Adkison Elementary School officials for years had hoped to bring state test scores above the 800 mark. They did that with little time to spare. The state is phasing out its existing Academic Performance Index benchmarking as the nation's schools go to common core standards and new testing criteria.
Before the switchover, however, Adkison raised its API from 790 to 804. In fact, it was the only Ceres school which had made the hurdle of those which had not done so.
"It's a huge accomplishment and gives us a fresh start, a good foundation to work with," said Principal Brian Murphy.
Steve Fabela, Ceres Unified School District's Assistant Superintendent of Business Services, dropped by a Friday morning assembly to present the API banner.

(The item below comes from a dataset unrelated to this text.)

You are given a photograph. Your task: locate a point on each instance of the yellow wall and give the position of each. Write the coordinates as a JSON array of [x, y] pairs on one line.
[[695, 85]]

The school opened eight years ago but failed to earn a banner for the 2011-12 school year because test scores had faltered a bit.
The API rank reflects how second- through sixth-graders did in testing, specifically how fifth-graders did in science and ELA and math. Murphy said there was not one thing that pulled the scores upward.

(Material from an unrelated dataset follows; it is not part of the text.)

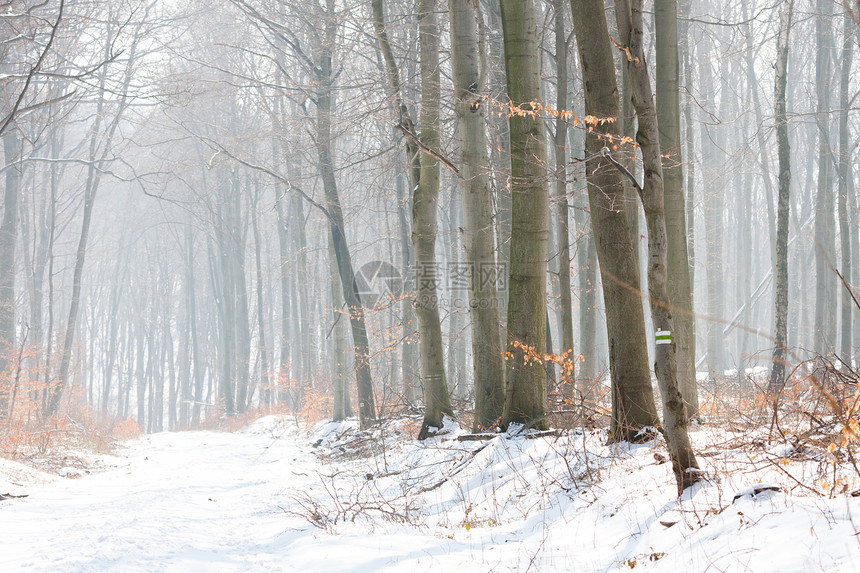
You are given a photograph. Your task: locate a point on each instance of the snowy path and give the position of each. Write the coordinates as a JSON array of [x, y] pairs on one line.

"We worked really hard the last three years on building collaboration among our whole staff for the betterment of the kids. I think what we do in first grade is very similar to what we do in sixth grade, the fact that we work together, we collaborate, we share ideas, kind of helps us grow together. So outside of that we've been really focused on developing academic language for kids."
Adkison has the third highest number of English Language learners of Ceres Unified School District. In fact 381 of Adkisons' 649 students are classified as EL.

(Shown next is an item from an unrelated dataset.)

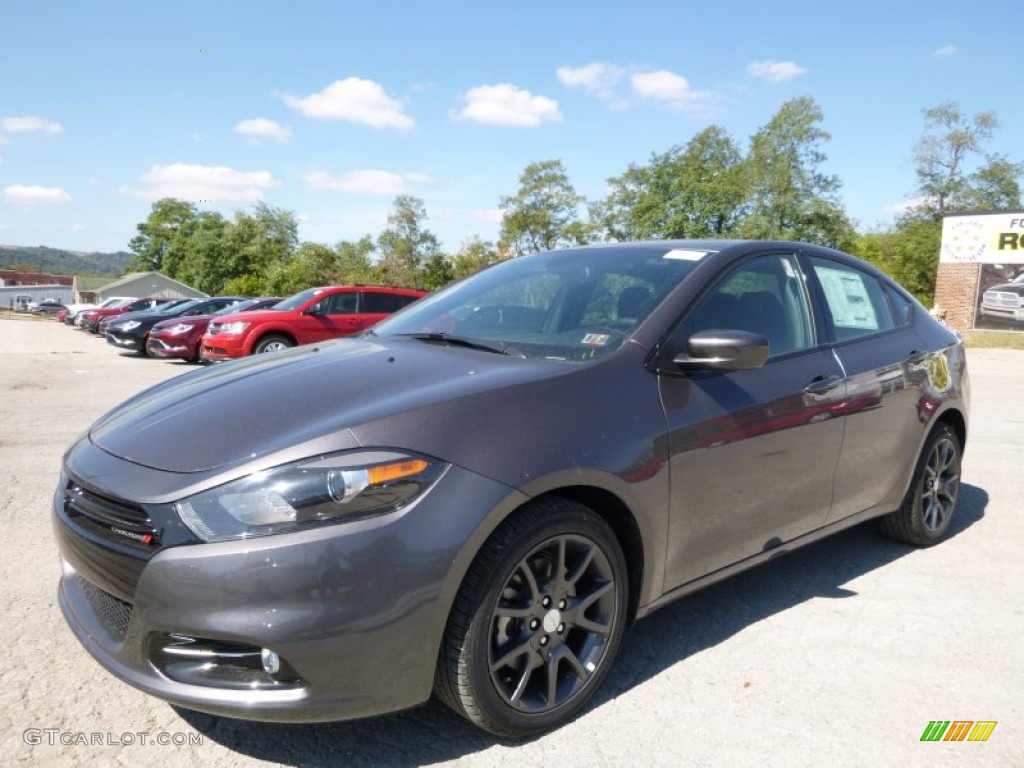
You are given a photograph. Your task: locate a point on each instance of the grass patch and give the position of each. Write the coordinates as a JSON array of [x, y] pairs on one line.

Murphy boasted that his school has the highest attendance of any Ceres school.
"I think I attribute a lot of our success to that. Kids are here every day. We're not battling parents on attendance issues and kids not showing up.
"I was fortunate when I came here this school already had good family partnerships, good connections with the community. Parents naturally feel a part of this environment. The teachers are phenomenal. So when I came here I just wanted to maintain that and keep it going."